Effects of molecular confinement and crowding on horseradish peroxidase kinetics using a nanofluidic gradient mixer

Abstract

The effects of molecular confinement and crowding on enzyme kinetics were studied at length scales and under conditions similar to those found in biological cells. These experiments were carried out using a nanofluidic network of channels constituting a nanofluidic gradient mixer, providing the basis for measuring multiple experimental conditions simultaneously. The 100 nm × 40 μm nanochannels were wet etched directly into borosilicate glass, then annealed and characterized with fluorescein emission prior to kinetic measurements. The nanofluidic gradient mixer was then used to measure the kinetics of the conversion of the horseradish peroxidase (HRP)-catalyzed conversion of non-fluorescent Amplex Red (AR) to the fluorescent product resorufin in the presence of hydrogen peroxide (H₂O₂).

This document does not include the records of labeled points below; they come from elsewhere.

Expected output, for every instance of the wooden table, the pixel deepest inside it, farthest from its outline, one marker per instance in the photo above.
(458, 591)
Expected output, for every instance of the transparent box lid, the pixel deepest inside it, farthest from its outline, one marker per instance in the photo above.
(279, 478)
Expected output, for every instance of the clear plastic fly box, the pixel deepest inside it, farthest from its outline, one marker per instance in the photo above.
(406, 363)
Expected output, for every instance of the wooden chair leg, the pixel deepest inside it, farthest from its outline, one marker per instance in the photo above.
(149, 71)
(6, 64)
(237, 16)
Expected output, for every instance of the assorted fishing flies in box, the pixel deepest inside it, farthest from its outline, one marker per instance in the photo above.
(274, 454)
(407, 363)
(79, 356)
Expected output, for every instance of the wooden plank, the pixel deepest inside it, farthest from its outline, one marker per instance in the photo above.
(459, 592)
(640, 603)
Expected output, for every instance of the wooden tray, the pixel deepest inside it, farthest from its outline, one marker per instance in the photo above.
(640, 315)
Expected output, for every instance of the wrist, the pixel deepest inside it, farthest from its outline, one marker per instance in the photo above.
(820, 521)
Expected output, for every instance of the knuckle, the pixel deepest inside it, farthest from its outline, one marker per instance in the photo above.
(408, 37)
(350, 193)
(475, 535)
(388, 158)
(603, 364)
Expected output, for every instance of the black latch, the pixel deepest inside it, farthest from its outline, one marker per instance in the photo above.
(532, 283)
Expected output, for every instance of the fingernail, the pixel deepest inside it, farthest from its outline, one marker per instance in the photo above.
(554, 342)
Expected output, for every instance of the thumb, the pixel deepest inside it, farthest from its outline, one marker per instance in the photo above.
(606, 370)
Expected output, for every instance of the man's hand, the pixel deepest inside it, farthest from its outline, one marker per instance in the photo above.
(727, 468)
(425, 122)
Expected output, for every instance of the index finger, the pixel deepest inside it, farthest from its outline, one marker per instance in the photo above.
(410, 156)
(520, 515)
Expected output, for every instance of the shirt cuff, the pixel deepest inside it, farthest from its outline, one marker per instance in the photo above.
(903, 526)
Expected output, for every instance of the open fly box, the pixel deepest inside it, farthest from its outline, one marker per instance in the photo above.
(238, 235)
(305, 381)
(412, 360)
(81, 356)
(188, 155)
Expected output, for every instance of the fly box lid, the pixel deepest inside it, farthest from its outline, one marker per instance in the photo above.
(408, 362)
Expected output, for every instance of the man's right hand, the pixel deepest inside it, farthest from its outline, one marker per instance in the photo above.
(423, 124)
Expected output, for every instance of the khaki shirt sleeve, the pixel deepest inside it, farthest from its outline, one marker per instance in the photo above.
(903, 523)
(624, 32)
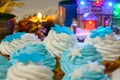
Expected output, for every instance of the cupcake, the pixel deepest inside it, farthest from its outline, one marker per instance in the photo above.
(29, 67)
(105, 42)
(4, 65)
(76, 57)
(34, 52)
(15, 41)
(59, 39)
(90, 71)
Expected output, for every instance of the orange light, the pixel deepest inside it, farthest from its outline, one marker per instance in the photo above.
(98, 2)
(90, 22)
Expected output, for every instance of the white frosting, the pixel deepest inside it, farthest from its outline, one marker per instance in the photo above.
(56, 44)
(79, 72)
(9, 47)
(74, 53)
(31, 71)
(108, 46)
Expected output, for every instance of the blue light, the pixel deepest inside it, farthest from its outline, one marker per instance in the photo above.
(82, 2)
(110, 4)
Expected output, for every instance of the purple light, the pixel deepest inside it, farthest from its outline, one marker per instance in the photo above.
(82, 2)
(110, 4)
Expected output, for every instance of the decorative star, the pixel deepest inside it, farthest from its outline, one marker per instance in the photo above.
(101, 32)
(94, 66)
(76, 73)
(34, 57)
(74, 53)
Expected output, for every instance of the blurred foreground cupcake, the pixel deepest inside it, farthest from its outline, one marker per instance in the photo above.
(16, 41)
(59, 39)
(29, 67)
(106, 43)
(90, 71)
(35, 52)
(4, 65)
(76, 57)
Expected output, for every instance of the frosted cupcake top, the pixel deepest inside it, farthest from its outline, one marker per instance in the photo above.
(59, 39)
(90, 71)
(17, 40)
(101, 32)
(4, 65)
(35, 53)
(105, 42)
(61, 29)
(76, 57)
(31, 71)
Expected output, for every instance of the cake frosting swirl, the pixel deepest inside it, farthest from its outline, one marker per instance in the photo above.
(4, 65)
(30, 71)
(90, 71)
(59, 39)
(17, 40)
(35, 52)
(107, 45)
(76, 57)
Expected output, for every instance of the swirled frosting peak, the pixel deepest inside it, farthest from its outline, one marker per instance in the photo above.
(90, 71)
(17, 41)
(59, 41)
(16, 35)
(61, 29)
(4, 65)
(33, 53)
(30, 71)
(101, 32)
(76, 57)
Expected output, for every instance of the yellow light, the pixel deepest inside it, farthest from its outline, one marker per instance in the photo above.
(90, 22)
(39, 15)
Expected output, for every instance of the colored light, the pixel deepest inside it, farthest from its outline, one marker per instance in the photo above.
(90, 22)
(116, 11)
(118, 6)
(82, 2)
(98, 2)
(110, 4)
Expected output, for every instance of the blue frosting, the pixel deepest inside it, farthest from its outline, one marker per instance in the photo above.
(88, 76)
(4, 65)
(16, 35)
(61, 29)
(24, 58)
(85, 73)
(87, 53)
(101, 32)
(34, 53)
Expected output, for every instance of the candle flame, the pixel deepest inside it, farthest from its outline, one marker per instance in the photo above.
(39, 15)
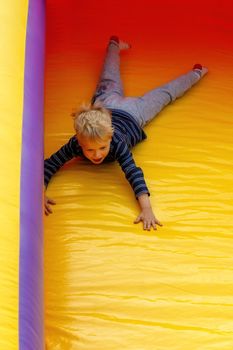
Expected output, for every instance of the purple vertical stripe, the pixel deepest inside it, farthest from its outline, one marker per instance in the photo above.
(31, 303)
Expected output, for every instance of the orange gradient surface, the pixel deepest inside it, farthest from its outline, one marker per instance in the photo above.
(109, 284)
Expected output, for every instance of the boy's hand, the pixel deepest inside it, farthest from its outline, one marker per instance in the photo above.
(148, 219)
(47, 202)
(146, 215)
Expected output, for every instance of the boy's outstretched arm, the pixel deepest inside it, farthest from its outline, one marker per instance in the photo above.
(146, 216)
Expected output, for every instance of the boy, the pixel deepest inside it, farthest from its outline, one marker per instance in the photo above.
(108, 128)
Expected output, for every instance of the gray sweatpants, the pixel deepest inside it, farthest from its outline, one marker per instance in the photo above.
(109, 91)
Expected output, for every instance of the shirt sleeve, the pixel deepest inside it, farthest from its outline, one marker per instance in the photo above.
(133, 173)
(59, 158)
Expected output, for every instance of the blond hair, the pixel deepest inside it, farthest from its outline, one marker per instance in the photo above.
(93, 122)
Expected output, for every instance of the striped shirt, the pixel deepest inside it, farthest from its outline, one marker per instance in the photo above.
(127, 133)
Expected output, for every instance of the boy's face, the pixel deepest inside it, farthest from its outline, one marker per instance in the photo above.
(95, 150)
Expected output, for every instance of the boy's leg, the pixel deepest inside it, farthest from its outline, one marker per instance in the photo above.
(146, 107)
(154, 101)
(110, 80)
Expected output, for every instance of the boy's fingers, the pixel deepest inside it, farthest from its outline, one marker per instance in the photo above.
(137, 220)
(158, 223)
(154, 225)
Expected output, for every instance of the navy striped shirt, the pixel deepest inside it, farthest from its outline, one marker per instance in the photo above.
(127, 133)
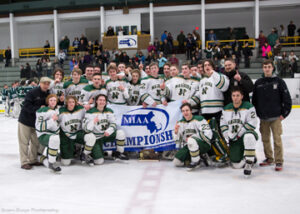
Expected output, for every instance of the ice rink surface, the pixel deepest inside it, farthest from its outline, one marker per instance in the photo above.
(149, 187)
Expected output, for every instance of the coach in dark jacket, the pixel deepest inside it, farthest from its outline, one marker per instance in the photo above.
(273, 103)
(28, 141)
(237, 79)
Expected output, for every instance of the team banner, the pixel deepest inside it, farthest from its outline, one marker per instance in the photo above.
(147, 128)
(127, 41)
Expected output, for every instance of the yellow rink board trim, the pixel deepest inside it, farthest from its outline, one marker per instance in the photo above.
(294, 106)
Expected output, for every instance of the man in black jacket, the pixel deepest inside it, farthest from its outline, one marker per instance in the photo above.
(237, 79)
(28, 141)
(273, 103)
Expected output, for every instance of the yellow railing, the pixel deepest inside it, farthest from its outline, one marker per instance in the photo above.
(251, 42)
(28, 52)
(290, 40)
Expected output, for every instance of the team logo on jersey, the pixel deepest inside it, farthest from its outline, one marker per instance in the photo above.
(154, 119)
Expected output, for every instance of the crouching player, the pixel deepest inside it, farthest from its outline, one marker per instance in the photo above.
(71, 133)
(100, 127)
(47, 129)
(194, 133)
(238, 123)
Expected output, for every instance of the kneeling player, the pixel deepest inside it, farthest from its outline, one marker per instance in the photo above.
(195, 135)
(100, 125)
(238, 123)
(47, 129)
(71, 133)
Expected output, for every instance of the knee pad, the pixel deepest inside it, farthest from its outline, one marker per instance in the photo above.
(120, 135)
(90, 138)
(249, 141)
(99, 161)
(54, 142)
(65, 162)
(192, 144)
(177, 162)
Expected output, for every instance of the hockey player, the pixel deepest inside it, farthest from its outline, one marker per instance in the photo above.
(75, 85)
(151, 88)
(47, 130)
(89, 92)
(117, 90)
(100, 126)
(71, 133)
(238, 123)
(134, 88)
(181, 86)
(193, 134)
(5, 99)
(210, 95)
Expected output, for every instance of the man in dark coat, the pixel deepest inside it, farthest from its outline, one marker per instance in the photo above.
(273, 104)
(28, 141)
(237, 79)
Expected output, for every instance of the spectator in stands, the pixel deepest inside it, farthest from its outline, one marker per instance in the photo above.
(73, 62)
(151, 47)
(64, 44)
(7, 55)
(157, 45)
(110, 31)
(272, 38)
(56, 64)
(165, 48)
(211, 36)
(266, 51)
(47, 46)
(38, 68)
(49, 68)
(277, 48)
(247, 55)
(196, 35)
(141, 58)
(85, 40)
(23, 75)
(181, 40)
(190, 45)
(173, 60)
(291, 29)
(164, 36)
(208, 52)
(61, 57)
(75, 44)
(282, 31)
(87, 58)
(90, 48)
(44, 67)
(45, 56)
(82, 48)
(161, 62)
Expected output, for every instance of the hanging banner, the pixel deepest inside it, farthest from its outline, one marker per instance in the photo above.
(129, 41)
(147, 128)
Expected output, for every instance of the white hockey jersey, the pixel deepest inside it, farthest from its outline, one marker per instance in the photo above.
(75, 89)
(181, 88)
(196, 127)
(210, 94)
(71, 121)
(151, 91)
(89, 92)
(44, 123)
(114, 94)
(106, 123)
(235, 122)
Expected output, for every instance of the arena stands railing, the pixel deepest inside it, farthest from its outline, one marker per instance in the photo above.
(290, 40)
(251, 42)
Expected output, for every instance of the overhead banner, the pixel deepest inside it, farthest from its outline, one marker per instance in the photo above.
(147, 128)
(129, 41)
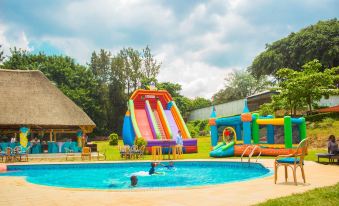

The design of the gradient mixer allows reaction kinetics to be studied under multiple (five) unique solution compositions in a single experiment. To characterize the efficiency of the device the effects of confinement on HRP-catalyzed AR conversion kinetics were studied by varying the starting ratio of AR : H₂O₂. Equimolar concentrations of Amplex Red and H₂O₂ yielded the highest reaction rates followed by 2 : 1, 1 : 2, 5 : 1, and finally 1 : 5 [AR] : [H₂O₂]. Under all conditions, initial reaction velocities were decreased by excess H₂O₂. Crowding effects on kinetics were studied by increasing solution viscosity in the nanochannels in the range 1.0–1.6 cP with sucrose. Increasing the solution viscosities in these confined geometries decreases the initial reaction velocity at the highest concentration from 3.79 μM min⁻¹ at 1.00 cP to 0.192 μM min⁻¹ at 1.59 cP. Variations in reaction velocity are interpreted in the context of models for HRP catalysis and for molecular crowding.